Graffiti image recognition

Problem

Urban graffiti is a significant problem in the United States and is no less prevalent in Orange County, California. Graffiti is a form of vandalism that can significantly reduce property values and is a key indicator of crime and gang activity in the area. Orange County spends roughly $1 million annually to repair and restitute the damage caused by graffiti vandalism. To combat the damage inflicted from graffiti vandalism on homes, businesses, government buildings, and other establishments, the Orange County Sheriff’s department built an application called TAGRS. Established in 2008, TAGRS is a shared service platform that allows law enforcement officers and professional graffiti repair companies to document graffiti vandalism damage and tag it to a specific ‘moniker,’ defined as unique symbols of identity used by vandals and gangs. It also allows investigators to assess the amount of damage caused by a particular vandal and apply a restitution value for damages if the vandal is convicted in court. Since TAGRS inception, the Orange County Sheriff’s Department has provided access to dozens of law enforcement jurisdictions throughout Southern California. In collaboration with these departments, TAGRS has accumulated upwards of 800,000 graffiti images that are stored and documented, many of which have been annotated by graffiti experts. While these numbers are impressive, the process of analyzing this volume of graffiti is difficult for investigators to justify.

Approach

The Orange County Sheriff’s department approached California Polytechnic State University’s Digital Transformation Hub (DxHub) powered by Amazon Web Services, to inquire about the possibility of augmenting or automating the annotation and analysis workflow of existing graffiti tag images stored in the TAGRSapplication. This streamlined process would enhance law enforcement’s ability to approach graffiti vandalism cases with insights relating to the magnitude of damage that a vandal has created. During the innovation and solution workshops, the depth and quality of the graffiti image data was assessed and the ideal workflow of a Machine Learning (ML) application was conceptualized. After careful consideration, the DxHub decided to work with a select subset of imagery that has been pre-annotated by its specific moniker, and has over a thousand images per moniker. DxHub staff and students have created a proof of concept ML model to demonstrate the performance and training requirements needed to assess the basic feasibility of applying this technology to the TAGRS application.

Technology

The images were initially labeled with just what moniker was in the image, not where the moniker was located within the image. This led the team to start with trying multi-class image classification as the basis of our ML model. 

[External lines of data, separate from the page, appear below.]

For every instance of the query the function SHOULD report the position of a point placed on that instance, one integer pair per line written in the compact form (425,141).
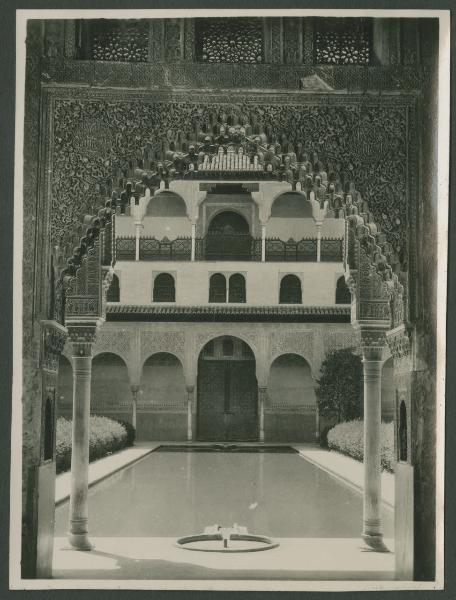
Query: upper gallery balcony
(229,247)
(228,221)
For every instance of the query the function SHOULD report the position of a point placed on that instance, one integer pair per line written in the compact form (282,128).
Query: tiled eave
(280,314)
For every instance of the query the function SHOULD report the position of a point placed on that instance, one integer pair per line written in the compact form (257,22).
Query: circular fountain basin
(236,543)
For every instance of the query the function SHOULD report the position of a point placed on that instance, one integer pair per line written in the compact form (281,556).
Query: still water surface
(169,494)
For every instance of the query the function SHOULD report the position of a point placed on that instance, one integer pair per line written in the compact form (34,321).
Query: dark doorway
(228,238)
(227,392)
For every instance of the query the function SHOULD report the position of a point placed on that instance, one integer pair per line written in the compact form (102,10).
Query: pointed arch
(290,290)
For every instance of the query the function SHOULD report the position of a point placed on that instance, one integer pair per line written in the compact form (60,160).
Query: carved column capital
(54,337)
(82,336)
(350,280)
(373,343)
(399,342)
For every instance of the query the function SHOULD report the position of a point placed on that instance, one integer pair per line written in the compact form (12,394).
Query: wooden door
(227,400)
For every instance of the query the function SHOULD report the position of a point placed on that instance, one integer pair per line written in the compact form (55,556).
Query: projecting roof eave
(291,313)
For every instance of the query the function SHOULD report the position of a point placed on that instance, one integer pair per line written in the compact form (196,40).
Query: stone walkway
(346,469)
(142,558)
(103,467)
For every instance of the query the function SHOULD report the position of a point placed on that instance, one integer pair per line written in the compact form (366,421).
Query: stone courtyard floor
(155,558)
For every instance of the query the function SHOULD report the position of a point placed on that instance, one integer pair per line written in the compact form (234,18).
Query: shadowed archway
(227,391)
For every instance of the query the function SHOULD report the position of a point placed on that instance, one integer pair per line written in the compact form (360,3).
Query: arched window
(164,288)
(217,288)
(343,295)
(113,293)
(290,290)
(403,432)
(236,291)
(48,431)
(228,346)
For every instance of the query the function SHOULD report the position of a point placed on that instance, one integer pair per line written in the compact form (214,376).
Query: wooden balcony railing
(234,247)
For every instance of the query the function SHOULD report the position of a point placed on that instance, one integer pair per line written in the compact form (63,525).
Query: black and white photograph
(230,271)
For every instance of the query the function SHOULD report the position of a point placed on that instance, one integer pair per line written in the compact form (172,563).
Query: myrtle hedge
(348,438)
(106,436)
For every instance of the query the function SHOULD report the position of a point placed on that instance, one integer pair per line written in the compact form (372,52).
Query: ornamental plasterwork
(154,342)
(300,343)
(253,340)
(336,340)
(117,342)
(366,140)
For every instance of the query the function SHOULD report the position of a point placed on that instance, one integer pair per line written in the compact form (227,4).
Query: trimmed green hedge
(106,436)
(348,438)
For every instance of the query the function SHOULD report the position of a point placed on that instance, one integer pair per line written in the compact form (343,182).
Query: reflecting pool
(176,492)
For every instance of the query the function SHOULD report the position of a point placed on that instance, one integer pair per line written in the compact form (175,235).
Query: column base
(374,542)
(80,541)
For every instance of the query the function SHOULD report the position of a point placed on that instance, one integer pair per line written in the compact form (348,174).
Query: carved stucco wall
(135,342)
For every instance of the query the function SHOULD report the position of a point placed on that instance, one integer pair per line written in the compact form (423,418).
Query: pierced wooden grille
(125,248)
(304,250)
(152,249)
(119,41)
(343,41)
(238,40)
(331,250)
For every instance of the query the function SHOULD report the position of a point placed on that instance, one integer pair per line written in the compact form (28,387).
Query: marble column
(372,499)
(262,391)
(82,339)
(317,423)
(138,227)
(190,397)
(134,405)
(193,241)
(263,242)
(319,224)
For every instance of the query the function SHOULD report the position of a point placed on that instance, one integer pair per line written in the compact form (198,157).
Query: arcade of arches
(236,393)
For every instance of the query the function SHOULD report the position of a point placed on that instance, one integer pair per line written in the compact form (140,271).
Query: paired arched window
(236,291)
(290,290)
(113,293)
(343,295)
(164,288)
(218,288)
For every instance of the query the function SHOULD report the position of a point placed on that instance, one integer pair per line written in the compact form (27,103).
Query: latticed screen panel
(234,40)
(331,250)
(304,250)
(343,41)
(120,41)
(125,248)
(152,249)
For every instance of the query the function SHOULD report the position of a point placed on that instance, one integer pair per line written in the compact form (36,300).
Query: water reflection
(180,493)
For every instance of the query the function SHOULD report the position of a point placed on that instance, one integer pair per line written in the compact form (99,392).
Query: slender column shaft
(372,525)
(262,391)
(263,242)
(138,236)
(134,405)
(193,241)
(82,370)
(317,423)
(190,395)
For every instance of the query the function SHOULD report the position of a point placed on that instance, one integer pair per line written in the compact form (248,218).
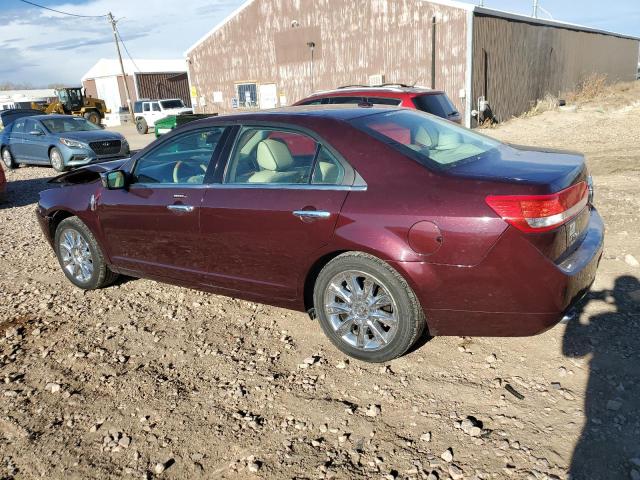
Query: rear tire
(93,117)
(56,159)
(80,256)
(378,323)
(141,126)
(7,159)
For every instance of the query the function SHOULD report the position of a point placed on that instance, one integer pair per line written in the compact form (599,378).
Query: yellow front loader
(72,101)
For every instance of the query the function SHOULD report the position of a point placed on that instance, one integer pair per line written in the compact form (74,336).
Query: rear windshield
(172,104)
(427,139)
(439,105)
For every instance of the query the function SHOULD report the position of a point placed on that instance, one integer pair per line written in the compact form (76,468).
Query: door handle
(311,214)
(180,208)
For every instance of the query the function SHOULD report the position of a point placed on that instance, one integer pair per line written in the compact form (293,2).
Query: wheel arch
(57,217)
(312,276)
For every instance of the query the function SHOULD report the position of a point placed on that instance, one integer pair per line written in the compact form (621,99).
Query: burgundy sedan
(380,222)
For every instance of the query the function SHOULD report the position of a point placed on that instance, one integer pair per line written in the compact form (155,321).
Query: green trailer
(173,121)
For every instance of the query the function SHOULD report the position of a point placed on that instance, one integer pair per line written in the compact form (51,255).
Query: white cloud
(41,47)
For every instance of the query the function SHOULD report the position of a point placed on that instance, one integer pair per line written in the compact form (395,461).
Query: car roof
(335,112)
(389,89)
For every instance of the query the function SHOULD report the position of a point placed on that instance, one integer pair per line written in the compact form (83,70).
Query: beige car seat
(275,160)
(328,173)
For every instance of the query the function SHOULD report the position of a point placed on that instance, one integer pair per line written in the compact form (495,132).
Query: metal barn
(271,53)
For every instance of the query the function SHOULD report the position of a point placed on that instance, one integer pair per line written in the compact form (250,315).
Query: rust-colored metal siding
(90,88)
(164,85)
(266,43)
(525,61)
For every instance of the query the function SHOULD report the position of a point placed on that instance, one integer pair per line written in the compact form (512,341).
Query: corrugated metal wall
(164,85)
(266,43)
(90,88)
(516,63)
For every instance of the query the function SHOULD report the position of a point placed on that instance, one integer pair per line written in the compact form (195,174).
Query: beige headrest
(274,155)
(423,138)
(448,140)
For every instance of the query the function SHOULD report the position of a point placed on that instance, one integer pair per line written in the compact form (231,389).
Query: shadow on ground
(610,442)
(24,192)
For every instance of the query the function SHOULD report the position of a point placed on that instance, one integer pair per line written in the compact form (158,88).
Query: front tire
(141,126)
(366,308)
(80,256)
(7,159)
(57,162)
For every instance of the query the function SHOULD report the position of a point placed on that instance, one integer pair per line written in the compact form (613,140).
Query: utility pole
(312,47)
(113,22)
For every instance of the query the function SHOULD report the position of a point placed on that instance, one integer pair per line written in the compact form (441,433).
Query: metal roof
(469,7)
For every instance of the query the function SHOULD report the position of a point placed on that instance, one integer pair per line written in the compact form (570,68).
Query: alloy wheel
(361,310)
(75,255)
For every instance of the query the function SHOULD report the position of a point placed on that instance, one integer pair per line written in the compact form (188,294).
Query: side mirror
(114,180)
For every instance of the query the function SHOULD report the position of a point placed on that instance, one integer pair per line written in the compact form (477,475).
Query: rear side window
(439,105)
(428,140)
(18,126)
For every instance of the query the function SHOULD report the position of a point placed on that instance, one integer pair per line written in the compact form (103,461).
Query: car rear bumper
(514,291)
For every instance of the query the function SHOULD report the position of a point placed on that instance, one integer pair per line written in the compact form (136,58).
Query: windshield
(70,124)
(425,138)
(439,105)
(172,104)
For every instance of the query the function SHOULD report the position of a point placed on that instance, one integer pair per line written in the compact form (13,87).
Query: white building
(145,78)
(23,98)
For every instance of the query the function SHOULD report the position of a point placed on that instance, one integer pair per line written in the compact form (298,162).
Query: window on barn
(247,95)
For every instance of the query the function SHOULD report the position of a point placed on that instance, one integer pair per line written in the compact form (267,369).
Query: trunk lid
(547,170)
(515,170)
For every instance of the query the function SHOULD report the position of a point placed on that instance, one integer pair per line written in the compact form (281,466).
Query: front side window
(271,156)
(247,95)
(181,160)
(18,126)
(425,138)
(274,156)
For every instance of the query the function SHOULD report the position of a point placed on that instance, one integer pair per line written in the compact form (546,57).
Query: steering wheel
(176,170)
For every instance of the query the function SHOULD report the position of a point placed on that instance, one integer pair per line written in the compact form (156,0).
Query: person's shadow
(609,446)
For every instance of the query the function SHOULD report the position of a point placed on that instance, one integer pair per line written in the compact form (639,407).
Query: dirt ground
(147,380)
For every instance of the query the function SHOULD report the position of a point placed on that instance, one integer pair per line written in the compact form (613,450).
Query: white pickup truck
(147,112)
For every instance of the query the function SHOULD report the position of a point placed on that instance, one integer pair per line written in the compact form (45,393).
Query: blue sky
(40,47)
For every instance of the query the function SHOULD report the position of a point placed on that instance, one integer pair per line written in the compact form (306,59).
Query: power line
(61,12)
(127,50)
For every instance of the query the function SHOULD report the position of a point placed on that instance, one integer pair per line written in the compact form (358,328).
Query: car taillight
(540,213)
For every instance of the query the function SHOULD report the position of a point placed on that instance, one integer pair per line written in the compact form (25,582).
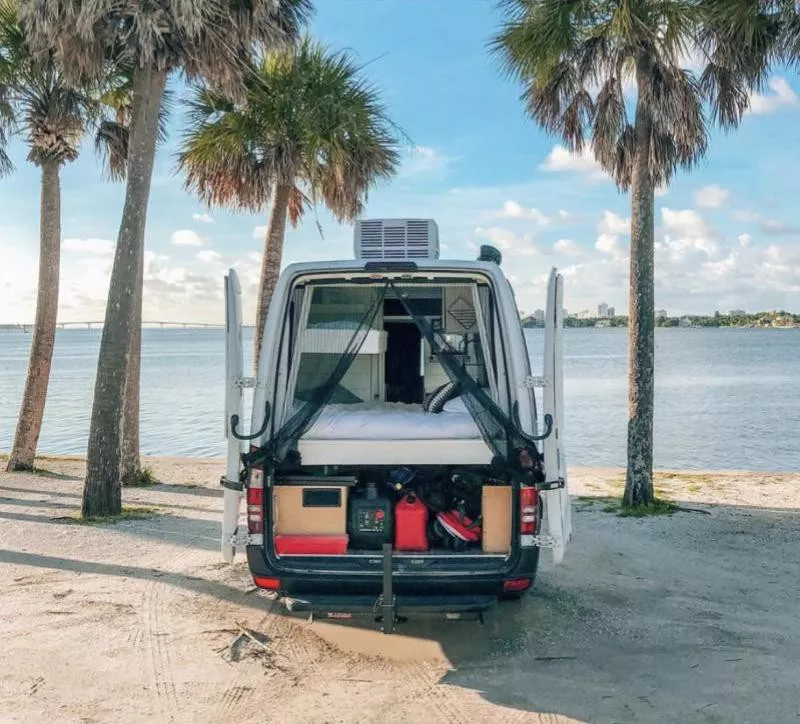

The team then split the data into three distinct sets to train, validate, and test the ML model. The training dataset contained 80% of the data, and was used to train the model through supervised ML. This practice informed the model when it correctly vs. incorrectly assessed the contents of an image, with the goal of improving accuracy over multiple iterations. The validation dataset included 10% of the data, and was used to test how well the ML model was assessing new images, and not detecting image noise (i.e. a bird sitting in the background of an image) or misinterpreting graffiti images (i.e. graffiti on a train versus a train in the image background). The test dataset contained 10% of the data, and was used at the end of the training/validation process to test whether the ML model was ready to assess monikers in unexperienced images.

Next Steps

Using Amazon Sagemaker and its built-in image classification model, the team reached 76% validation accuracy, after tuning hyperparameters with two monikers that contained the largest data set. While the validation score is promising, the team will continue to explore other solutions like object detection, data augmentation and other techniques, to improve the ML model’s accuracy and achieve better results for monikers that have less image data collected. 

About the DxHub

The Cal Poly Digital Transformation Hub (DxHub) is a strategic relationship with Amazon Web Services (AWS) and is the world’s first cloud innovation center supported by AWS on a University campus. The primary goal of the DxHub is to provide real-world problem-solving experiences to students by immersing them in the application of proven innovation methods in combination with the latest technologies to solve important challenges in the public sector. The challenges being addressed cover a wide variety of topics including homelessness, evidence-based policing, digital literacy, virtual cybersecurity laboratories and many others. The DxHub leverages the deep subject matter expertise of government, education and non-profit organizations to clearly understand the customers affected by public sector challenges and develops solutions that meet the customer needs.